Unsere Häuschen standen außerhalb der Sommerferien leer. Deutsche Gäste kommen im Mai zum Kanufahren und im September zum Pilzesammeln. Die Saison hat sich um drei Monate verlängert.
Ich verkaufe weiterhin einen Teil der Termine selbst und über Portale. Frosch hat damit kein Problem – wir legen fest, welche Wochen an sie gehen, und das funktioniert seit Jahren ohne Konflikte.
Frosch sagte sofort, dass Sauna und Whirlpool unser stärkstes Argument auf dem deutschen Markt sind.

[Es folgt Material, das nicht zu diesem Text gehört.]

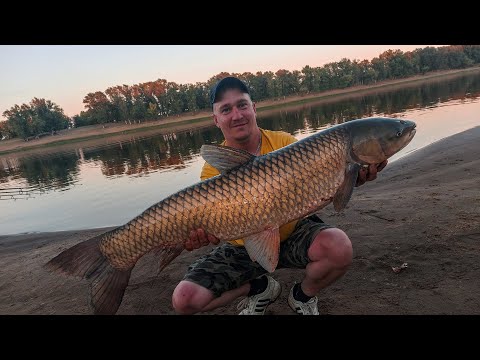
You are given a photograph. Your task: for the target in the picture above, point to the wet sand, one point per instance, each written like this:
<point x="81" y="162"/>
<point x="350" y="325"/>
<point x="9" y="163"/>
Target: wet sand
<point x="423" y="210"/>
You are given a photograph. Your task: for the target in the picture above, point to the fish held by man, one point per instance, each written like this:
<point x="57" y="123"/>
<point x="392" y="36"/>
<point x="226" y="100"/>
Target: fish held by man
<point x="251" y="198"/>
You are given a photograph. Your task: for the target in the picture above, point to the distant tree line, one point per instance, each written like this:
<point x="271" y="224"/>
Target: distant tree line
<point x="161" y="98"/>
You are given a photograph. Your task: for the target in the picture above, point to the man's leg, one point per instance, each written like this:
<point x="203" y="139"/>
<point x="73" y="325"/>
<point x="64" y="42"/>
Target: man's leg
<point x="215" y="280"/>
<point x="325" y="253"/>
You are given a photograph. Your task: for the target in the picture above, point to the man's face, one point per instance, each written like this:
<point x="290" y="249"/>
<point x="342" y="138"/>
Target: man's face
<point x="235" y="114"/>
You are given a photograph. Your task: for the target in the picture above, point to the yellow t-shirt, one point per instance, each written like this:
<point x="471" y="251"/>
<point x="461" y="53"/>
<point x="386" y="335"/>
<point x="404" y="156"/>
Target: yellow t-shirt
<point x="271" y="140"/>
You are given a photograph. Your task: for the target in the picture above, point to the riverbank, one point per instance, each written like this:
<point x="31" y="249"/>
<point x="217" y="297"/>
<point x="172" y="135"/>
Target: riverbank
<point x="114" y="132"/>
<point x="423" y="210"/>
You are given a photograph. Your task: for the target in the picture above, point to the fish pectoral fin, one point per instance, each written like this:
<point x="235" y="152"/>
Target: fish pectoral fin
<point x="225" y="158"/>
<point x="165" y="255"/>
<point x="264" y="248"/>
<point x="344" y="192"/>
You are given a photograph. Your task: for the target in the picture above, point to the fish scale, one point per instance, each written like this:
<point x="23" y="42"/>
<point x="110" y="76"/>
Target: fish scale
<point x="187" y="210"/>
<point x="250" y="199"/>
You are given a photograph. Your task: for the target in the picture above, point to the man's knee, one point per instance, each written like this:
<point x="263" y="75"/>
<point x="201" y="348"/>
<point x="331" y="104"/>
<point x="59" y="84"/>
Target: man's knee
<point x="333" y="244"/>
<point x="190" y="298"/>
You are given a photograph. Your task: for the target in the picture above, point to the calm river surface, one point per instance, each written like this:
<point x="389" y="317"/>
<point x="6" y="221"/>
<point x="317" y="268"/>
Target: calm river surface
<point x="109" y="185"/>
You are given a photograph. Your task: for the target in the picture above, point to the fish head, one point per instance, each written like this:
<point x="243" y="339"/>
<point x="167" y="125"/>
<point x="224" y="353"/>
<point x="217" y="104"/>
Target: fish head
<point x="376" y="139"/>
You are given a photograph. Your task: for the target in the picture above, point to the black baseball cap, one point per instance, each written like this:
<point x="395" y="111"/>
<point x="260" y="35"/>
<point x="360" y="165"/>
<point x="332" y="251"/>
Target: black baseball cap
<point x="229" y="82"/>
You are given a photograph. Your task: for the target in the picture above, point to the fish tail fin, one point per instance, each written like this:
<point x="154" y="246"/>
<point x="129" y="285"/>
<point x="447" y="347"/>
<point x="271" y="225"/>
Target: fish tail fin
<point x="85" y="260"/>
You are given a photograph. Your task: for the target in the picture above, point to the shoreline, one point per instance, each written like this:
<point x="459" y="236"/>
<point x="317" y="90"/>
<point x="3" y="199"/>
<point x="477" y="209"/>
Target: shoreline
<point x="93" y="134"/>
<point x="423" y="210"/>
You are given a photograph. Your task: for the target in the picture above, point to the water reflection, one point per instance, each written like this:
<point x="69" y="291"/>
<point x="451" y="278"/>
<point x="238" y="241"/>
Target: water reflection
<point x="122" y="179"/>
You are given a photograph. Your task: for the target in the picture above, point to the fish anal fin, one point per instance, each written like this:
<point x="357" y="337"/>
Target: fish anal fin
<point x="264" y="248"/>
<point x="344" y="192"/>
<point x="225" y="158"/>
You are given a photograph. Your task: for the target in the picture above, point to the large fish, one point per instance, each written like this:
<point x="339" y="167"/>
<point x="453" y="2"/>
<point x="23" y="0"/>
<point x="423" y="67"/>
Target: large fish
<point x="250" y="199"/>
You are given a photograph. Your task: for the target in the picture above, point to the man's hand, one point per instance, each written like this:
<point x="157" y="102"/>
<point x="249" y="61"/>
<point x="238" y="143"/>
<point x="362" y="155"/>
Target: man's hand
<point x="370" y="173"/>
<point x="199" y="238"/>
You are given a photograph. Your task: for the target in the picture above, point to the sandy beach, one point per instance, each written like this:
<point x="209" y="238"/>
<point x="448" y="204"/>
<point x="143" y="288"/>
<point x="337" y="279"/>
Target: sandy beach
<point x="423" y="210"/>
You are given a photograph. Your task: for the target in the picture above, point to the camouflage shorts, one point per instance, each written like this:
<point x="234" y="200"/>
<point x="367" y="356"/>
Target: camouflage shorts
<point x="229" y="266"/>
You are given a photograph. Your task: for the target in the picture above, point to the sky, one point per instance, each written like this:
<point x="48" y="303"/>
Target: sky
<point x="65" y="74"/>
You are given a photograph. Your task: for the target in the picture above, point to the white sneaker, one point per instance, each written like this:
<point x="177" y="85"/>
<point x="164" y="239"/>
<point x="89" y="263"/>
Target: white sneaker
<point x="308" y="308"/>
<point x="257" y="304"/>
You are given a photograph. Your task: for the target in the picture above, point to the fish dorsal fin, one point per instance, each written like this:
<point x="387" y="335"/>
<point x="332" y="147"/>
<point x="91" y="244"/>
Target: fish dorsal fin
<point x="264" y="248"/>
<point x="344" y="192"/>
<point x="225" y="158"/>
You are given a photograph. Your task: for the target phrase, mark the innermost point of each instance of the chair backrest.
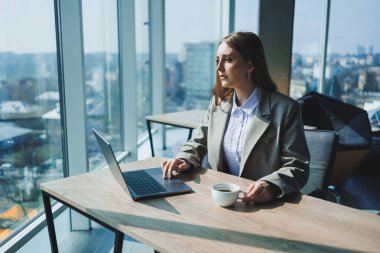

Das Shooting umfasste auch den Wellnessbereich, und genau diese Fotos erwähnen die Gäste in den Bewertungen.
Die monatlichen Übersichten kommen regelmäßig, und die Überweisungen von Frosch sind pünktlich – unabhängig davon, wann der Gast gezahlt hat. Nach drei Jahren kann ich sagen: Das ist der berechenbarste Partner, den ich je hatte.
Die monatlichen Buchungsübersichten kommen regelmäßig, die Überweisungen pünktlich. Nach drei Jahren kann ich sagen: Das ist der berechenbarste Partner, den ich je hatte.